思えば堺は昔から「過去にすがらない街」だった。茶の湯の大家、千利休が庵を結んだ場所は、いまやどこにでもあるメッシュフェンスで囲われた単なる空き地として野ざらしになっている。かの与謝野晶子が生まれた生家跡は、道路脇の植栽帯に埋もれるような碑によって示されるのみである。千利休にすがらない。与謝野晶子を担ぎ出さない。過去の偉人を褒め称え、博物館や記念館を作ってしまう自治体がある。油断すれば堺だって「千利休博物館」や「与謝野晶子資料館」を作ってしまう危険性があったはずだ。しかし、堺には確固たる意思が存在した。過去の偉人は過去のもの。我々はこれからも過去を凌ぐ偉人を輩出する自信がある。千利休の庵跡や与謝野晶子の生家跡を過度に祀り上げる必要なんて無い。むしろ、今まさに育ちつつある現代の利休や与謝野に投資すべきである。

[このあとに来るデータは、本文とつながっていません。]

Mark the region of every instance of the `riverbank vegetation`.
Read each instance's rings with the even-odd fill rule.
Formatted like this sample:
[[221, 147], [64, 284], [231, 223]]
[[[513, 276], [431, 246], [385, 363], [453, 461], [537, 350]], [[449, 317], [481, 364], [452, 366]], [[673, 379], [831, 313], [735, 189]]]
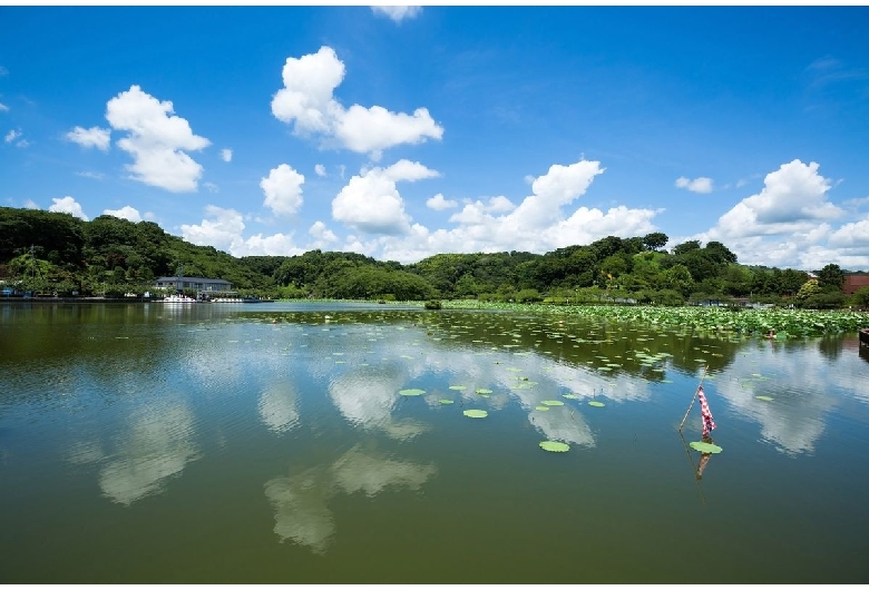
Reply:
[[[745, 266], [720, 242], [608, 236], [545, 254], [438, 254], [414, 264], [346, 252], [234, 257], [196, 246], [152, 222], [0, 207], [0, 282], [57, 296], [140, 295], [160, 276], [223, 278], [243, 295], [268, 298], [470, 301], [576, 306], [685, 304], [837, 309], [869, 306], [869, 288], [847, 296], [848, 271]], [[862, 272], [860, 274], [863, 274]]]

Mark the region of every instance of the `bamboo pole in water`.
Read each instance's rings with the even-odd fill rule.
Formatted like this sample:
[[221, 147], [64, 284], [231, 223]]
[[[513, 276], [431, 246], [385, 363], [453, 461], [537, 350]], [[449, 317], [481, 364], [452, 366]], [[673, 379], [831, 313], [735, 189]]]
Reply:
[[685, 421], [687, 420], [687, 415], [691, 413], [691, 409], [694, 407], [694, 402], [697, 400], [697, 392], [703, 386], [703, 380], [706, 378], [706, 370], [709, 368], [709, 365], [703, 367], [703, 376], [700, 377], [700, 384], [697, 385], [697, 389], [694, 390], [694, 397], [691, 399], [691, 405], [689, 405], [687, 412], [685, 412], [685, 415], [682, 416], [682, 423], [678, 425], [678, 432], [682, 432], [682, 426], [685, 425]]

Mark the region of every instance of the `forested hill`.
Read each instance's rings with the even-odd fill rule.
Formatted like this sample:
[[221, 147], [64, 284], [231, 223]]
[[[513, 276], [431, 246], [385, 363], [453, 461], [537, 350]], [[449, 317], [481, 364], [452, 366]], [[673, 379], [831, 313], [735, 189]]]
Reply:
[[830, 264], [809, 282], [803, 271], [748, 267], [723, 244], [700, 242], [663, 249], [661, 233], [608, 236], [546, 254], [438, 254], [416, 264], [354, 253], [311, 250], [300, 256], [236, 258], [195, 246], [152, 222], [104, 215], [0, 207], [0, 282], [36, 293], [116, 296], [154, 291], [159, 276], [223, 278], [244, 294], [267, 297], [488, 301], [781, 297], [816, 306], [844, 303], [844, 272]]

そんな気概を感じるほど、千利休庵跡や与謝野晶子生家跡はみすぼらしい。

かつて百万石の城下町だったことをウリにする街がある。利休がお茶会を開いた場所に記念碑を建てる街がある。与謝野晶子が歩いた階段に彼女の詩を刻む街がある。しかし堺は騒がない。表千家、裏千家ともに聖地とあがめる千利休庵跡を放置する。世の歌人が一度は訪れたいと思う与謝野晶子生家跡を道路の植栽帯に埋没させる。そんなものを担ぎ出してもしょうがないのである。「騒がない街」堺。僕らはそんな堂々とした堺に惚れ込んでいるのである。

ところが上述の事態である。政令指定都市になるからといって、堺は千利休や与謝野晶子を担ぎ出してしまっている。過去にすがろうとしている。僕らは声を大にして伝えたい。「堺よ、騒ぐな」と。過去の偉人を担ぎ出せば出すほど、現在の堺に自信が持てないことを吐露していることになる。現在の市民には大した人間がいないということを示すことになる。千利休は偉い。与謝野晶子もすごい。でも、それはそれだ。今の堺にもっと自信を持って、未来の偉人達に想いを馳せるべきではないか。

そんな気持ちを込めて、僕らはここに「騒がない街」プロジェクトを発足する。このプロジェクトでは、これまで堺がいかに「騒がなかった」のかを示すことにしたい。日本最大の古墳「仁徳天皇陵」や日本最古の木製灯台「旧堺港灯台」を有していても、ゆかりのまんじゅうを作ったりしない。沢口靖子や野茂英雄やコブクロといった有名人を輩出しても、彼らはテレビでほとんどお国自慢をしない(むしろ堺出身であることを隠すかのようだ)。東京の銀座がネーミングを真似したほど活況を極めた「堺銀座」も、東京の銀座とは違って「騒がない」路線を突き進む。そんな堂々とした「騒がない街」の片鱗を探し出して記録するとともに、ほかの街が「歴史上の人物」で、「有名人」で、「特産物」で、「歴史的建造物」で、いかに騒いでいるのかを対比的に記録しておきたい。

無駄に騒がないけど一目置かれている街。堺はいつでもそんな街であってほしい。